À la longue, le déballage obscène de fric me donnait la gerbe. L’argent, l’argent, l’argent. C’est ce qui va déterminer en partie avec qui tu vas devenir pote, qui tu vas pécho. Une forme de darwinisme social en somme. Difficile de brouiller les pistes, les autres n’hésitent pas à retourner le t-shirt que tu portes pour regarder l’étiquette de tes fringues du jour, et s’assurer que c’est de la marque.

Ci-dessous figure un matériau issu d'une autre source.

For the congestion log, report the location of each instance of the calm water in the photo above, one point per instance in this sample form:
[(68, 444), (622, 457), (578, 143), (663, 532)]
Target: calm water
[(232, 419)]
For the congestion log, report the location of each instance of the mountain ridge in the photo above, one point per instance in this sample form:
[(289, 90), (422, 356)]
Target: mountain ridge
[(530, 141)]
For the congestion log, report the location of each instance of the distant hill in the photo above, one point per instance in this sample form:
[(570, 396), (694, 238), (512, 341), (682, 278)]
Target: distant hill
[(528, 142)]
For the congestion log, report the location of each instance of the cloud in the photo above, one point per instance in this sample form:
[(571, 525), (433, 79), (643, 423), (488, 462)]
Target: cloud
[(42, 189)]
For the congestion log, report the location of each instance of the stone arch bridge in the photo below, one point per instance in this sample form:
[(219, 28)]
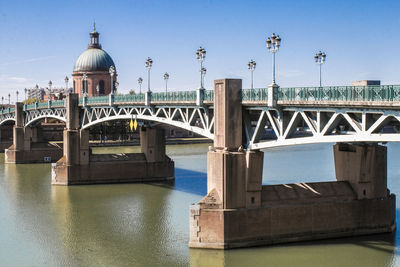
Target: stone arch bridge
[(238, 210)]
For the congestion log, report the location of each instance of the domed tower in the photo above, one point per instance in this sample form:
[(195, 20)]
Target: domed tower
[(94, 63)]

Je suis resté trois ans dans cette bulle de luxe et de mauvais goût. En grandissant, j’ai compris que la plupart des enfants ont été envoyés là, car leurs parents étaient trop importants pour s’occuper de leurs progénitures. Un pote à moi passait carrément ses vacances en famille d’accueil, comme si c’était un enfant de la DDASS. Au fond, pas grand-chose ne sépare ces gosses de riches des plus pauvres de France. Ils ont à peu près les mêmes problèmes : parents démissionnaires, drogues en tout genre, déprime. Ils ont juste le compte en banque pour compenser. D’ailleurs, les profs ou intervenants s’en rendaient vite compte, on était des sales gosses, et en cours on foutait parfois un bordel digne d’un lycée public.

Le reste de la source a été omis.